Opinión

La economía a la deriva

Que el deterioro de la economía española, provocado por la necesidad de salvar vidas frente al coronavirus, es el más pronunciado de entre los grandes países europeos, constituye una evidencia contable, pero también una realidad sociológica que se desvela en el avance de la pobreza. Ante esta situación, los españoles han restringido sus gastos y aumentado sus ahorros, dando así más profundidad a la crisis; y su preferencia por el dinero frente a otros activos amenaza con deslizar al país hacia lo que Keynes definió como la trampa de la liquidez. Ello es grave porque, en España, se ha fiado casi todo a la política monetaria y ésta, en tal tesitura, es completamente inútil. Además, esta crisis, como todas las post-epidémicas del pasado, desde la peste antonina hasta la gripe española, está impulsando cambios estructurales muy profundos y, también, originales, pues su raíz no estriba en una mortandad catastrófica, sino en la evitación de ésta por el procedimiento de dejar sin trabajo, a través del confinamiento y sus derivaciones, a una extraordinaria proporción de la mano de obra.

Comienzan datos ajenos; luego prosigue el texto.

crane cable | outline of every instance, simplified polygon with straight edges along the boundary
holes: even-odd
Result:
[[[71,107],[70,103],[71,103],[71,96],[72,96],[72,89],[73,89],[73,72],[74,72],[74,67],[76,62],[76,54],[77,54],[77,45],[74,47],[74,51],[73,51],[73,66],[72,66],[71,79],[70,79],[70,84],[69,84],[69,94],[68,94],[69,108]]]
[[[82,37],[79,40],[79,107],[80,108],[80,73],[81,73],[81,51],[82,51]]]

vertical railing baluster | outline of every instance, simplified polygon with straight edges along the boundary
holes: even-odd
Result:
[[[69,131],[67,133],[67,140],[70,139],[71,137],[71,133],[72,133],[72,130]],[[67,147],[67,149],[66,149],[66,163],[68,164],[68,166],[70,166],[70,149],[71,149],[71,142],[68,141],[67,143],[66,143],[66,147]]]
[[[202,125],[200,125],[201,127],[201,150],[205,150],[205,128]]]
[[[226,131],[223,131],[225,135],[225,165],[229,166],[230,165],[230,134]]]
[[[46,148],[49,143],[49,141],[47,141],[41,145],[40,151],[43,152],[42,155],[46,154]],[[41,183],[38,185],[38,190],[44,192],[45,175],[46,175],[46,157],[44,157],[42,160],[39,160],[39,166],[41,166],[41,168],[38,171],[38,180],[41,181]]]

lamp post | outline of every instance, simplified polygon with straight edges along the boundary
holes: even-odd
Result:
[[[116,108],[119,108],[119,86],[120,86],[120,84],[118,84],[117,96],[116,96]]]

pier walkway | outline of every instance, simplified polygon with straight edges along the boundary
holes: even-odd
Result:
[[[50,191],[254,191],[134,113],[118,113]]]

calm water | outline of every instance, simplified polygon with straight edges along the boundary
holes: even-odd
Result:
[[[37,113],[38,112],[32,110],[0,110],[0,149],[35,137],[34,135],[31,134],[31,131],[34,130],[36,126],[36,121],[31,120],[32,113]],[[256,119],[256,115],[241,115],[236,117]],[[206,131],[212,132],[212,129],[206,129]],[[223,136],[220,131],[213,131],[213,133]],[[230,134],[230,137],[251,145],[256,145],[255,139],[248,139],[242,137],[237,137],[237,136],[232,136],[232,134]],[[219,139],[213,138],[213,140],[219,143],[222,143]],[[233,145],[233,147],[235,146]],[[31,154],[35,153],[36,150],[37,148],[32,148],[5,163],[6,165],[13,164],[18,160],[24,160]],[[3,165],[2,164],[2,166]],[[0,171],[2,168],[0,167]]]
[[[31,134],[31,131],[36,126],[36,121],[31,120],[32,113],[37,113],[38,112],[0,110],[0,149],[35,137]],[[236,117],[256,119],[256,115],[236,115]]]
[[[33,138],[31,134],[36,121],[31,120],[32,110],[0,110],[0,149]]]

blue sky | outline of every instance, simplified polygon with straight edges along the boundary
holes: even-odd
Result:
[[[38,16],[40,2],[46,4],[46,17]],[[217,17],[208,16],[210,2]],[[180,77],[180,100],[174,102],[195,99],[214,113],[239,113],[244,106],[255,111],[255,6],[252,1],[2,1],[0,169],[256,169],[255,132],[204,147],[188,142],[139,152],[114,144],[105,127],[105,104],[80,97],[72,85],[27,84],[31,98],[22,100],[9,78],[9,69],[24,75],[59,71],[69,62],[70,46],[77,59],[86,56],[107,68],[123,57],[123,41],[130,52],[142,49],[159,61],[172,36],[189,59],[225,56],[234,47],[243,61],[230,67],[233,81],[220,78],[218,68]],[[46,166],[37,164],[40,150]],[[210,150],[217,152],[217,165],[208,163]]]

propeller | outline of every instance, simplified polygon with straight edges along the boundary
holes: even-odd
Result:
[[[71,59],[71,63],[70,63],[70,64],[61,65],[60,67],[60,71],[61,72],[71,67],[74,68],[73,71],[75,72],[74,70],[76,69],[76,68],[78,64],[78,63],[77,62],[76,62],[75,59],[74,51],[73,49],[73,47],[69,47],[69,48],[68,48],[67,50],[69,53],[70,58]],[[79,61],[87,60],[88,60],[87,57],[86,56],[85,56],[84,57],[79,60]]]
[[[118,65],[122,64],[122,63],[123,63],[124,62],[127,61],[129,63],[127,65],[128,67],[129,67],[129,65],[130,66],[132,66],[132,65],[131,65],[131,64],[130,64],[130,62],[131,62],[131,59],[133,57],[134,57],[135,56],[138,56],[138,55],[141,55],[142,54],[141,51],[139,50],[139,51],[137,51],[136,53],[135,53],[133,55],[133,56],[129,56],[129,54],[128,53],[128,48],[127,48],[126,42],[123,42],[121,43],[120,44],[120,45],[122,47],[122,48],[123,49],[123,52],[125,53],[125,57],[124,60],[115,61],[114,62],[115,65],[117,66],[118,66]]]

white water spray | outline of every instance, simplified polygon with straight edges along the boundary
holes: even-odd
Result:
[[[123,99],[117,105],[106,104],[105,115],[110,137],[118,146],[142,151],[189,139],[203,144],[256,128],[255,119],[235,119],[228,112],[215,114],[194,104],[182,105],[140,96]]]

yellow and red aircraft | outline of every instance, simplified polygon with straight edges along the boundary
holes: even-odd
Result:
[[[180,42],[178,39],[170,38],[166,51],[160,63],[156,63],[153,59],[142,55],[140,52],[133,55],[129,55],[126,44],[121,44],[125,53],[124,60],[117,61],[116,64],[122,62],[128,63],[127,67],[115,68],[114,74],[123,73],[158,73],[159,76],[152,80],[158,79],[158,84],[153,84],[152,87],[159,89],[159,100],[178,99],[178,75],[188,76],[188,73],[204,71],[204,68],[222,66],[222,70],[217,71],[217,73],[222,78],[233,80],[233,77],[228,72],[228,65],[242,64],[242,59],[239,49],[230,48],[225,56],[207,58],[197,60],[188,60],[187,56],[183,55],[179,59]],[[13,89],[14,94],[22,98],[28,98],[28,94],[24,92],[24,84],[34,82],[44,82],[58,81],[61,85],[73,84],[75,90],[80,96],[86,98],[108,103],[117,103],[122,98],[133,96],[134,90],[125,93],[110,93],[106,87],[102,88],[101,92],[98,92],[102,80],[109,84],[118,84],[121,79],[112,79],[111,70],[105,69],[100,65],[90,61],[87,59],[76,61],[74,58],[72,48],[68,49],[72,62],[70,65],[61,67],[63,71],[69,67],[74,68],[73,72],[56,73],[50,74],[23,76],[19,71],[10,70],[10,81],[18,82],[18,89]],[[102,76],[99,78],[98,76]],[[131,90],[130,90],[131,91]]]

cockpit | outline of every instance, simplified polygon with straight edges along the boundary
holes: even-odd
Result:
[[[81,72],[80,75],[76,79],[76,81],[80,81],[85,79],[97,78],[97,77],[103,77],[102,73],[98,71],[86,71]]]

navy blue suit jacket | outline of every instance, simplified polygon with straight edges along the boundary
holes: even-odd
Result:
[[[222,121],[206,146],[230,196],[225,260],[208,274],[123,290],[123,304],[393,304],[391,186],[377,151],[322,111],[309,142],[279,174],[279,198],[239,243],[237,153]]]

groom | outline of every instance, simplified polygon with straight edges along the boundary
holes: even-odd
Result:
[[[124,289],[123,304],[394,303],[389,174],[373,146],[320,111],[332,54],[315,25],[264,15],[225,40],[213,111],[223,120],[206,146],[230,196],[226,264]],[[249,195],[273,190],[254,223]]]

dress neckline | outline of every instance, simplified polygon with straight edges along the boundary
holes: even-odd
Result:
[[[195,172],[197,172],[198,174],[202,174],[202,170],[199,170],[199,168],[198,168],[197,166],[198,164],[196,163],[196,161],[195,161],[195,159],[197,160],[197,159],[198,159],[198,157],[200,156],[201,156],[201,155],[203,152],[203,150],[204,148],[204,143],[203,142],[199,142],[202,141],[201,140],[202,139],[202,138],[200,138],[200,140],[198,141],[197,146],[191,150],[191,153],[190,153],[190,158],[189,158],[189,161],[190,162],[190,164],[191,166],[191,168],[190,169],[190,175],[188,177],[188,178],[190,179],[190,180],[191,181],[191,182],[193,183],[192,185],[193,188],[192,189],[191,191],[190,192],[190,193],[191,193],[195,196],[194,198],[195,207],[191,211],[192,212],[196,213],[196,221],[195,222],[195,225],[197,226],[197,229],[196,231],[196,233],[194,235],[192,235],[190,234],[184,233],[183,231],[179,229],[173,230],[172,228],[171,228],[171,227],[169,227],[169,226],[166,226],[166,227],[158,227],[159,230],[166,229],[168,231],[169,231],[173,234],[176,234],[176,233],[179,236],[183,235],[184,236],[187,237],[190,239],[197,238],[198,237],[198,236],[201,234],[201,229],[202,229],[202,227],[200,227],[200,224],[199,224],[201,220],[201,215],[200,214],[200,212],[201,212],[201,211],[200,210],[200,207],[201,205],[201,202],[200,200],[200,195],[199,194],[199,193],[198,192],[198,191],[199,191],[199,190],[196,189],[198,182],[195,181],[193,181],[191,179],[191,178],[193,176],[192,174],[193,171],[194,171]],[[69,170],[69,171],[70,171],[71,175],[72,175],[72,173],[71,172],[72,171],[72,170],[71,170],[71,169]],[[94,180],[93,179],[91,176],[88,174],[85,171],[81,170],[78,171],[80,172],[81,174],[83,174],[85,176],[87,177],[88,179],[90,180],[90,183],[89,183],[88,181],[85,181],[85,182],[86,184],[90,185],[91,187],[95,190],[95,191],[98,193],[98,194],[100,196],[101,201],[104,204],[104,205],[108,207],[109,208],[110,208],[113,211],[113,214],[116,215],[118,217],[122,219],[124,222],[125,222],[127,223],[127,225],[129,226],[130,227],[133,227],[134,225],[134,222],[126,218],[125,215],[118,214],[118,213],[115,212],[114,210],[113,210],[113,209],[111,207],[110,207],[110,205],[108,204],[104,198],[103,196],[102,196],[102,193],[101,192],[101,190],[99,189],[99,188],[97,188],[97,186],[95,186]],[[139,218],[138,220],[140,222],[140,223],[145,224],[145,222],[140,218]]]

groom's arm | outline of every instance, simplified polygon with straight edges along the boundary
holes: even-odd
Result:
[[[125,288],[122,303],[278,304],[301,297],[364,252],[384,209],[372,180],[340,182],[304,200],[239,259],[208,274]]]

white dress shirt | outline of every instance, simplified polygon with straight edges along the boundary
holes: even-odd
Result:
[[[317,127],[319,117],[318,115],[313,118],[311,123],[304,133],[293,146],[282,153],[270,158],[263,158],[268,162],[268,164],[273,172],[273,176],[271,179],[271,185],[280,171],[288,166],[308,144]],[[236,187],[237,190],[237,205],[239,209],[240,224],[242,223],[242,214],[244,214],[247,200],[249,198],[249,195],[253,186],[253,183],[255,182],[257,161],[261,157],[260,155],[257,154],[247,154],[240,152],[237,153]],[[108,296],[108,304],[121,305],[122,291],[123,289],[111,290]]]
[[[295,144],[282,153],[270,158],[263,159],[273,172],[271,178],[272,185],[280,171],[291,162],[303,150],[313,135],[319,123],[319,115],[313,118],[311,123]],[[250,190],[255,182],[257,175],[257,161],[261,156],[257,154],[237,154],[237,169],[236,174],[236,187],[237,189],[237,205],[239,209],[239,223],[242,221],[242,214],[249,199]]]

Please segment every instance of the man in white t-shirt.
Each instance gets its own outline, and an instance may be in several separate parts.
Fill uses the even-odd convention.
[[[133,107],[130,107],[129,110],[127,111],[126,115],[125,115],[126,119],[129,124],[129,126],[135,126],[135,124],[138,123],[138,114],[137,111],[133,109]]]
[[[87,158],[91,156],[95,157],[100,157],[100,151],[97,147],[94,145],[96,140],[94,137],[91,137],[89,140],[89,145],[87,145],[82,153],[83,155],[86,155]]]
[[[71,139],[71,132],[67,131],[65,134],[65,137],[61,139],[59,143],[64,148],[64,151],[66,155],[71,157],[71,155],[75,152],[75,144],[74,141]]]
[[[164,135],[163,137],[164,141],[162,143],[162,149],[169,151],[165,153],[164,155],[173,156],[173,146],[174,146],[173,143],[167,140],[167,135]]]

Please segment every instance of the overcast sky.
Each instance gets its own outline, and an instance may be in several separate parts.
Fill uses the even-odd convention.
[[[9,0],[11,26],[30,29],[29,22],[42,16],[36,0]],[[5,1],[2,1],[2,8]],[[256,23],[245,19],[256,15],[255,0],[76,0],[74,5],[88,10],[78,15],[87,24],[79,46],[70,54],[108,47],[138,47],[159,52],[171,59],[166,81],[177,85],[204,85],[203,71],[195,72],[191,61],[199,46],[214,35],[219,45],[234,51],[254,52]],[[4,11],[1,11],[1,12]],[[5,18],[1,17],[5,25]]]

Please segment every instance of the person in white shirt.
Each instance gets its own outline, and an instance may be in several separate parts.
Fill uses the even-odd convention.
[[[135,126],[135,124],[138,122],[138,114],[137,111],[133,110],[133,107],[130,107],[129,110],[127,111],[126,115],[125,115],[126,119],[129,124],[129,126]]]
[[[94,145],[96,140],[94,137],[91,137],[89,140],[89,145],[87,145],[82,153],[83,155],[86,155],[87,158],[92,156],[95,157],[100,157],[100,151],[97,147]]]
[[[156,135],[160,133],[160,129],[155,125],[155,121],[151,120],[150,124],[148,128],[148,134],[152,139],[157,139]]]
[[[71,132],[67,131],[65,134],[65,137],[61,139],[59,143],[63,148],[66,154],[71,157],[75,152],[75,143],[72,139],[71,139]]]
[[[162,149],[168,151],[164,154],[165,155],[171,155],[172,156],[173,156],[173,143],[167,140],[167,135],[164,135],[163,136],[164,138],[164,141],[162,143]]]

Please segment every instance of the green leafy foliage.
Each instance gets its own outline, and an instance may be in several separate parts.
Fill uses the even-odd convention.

En estas circunstancias, nos enfrentamos a una desvalorización simultánea del trabajo –pues el desempleo presiona a la baja de los salarios– y del capital –pues buena parte de éste ha quedado ocioso y, en muchos casos, sus activos materiales difícilmente volverán a ser reutilizados–. El problema de la economía, por tanto, no es sólo el de salvar la situación inmediata –con un «escudo social» y con una acción crediticia destinada a sostener la liquidez–, sino el de canalizar y favorecer el cambio estructural. En el gobierno creen que esto es cuestión de planificación y, por eso, desprecian el mercado. Pero éste será, seguramente, más eficiente que la colección de burócratas y aprendices de la política práctica que se sienta en el Consejo de Ministros. Y lo que se necesita para que el mercado despliegue su potencial renovador son cambios institucionales y acciones gubernamentales que faciliten la reorientación del trabajo –mediante la formación, principalmente, y no tanto los subsidios– hacia las actividades que lo demandan, y la del capital hacia las actividades emergentes y la innovación, mediante una compleja operación reformista que se extienda desde las normas de la competencia, admitiendo la creación de cárteles de crisis, hasta las urbanísticas, para facilitar el cambio de uso de las edificaciones, pasando por las regulaciones sectoriales y las barreras del mercado interior. Además, habrá que añadir un ambicioso programa de inversiones públicas para ampliar el capital infraestructural. En política económica, como se ve, no basta con anunciar que la crisis llegará a 2023 y luego irse de vacaciones.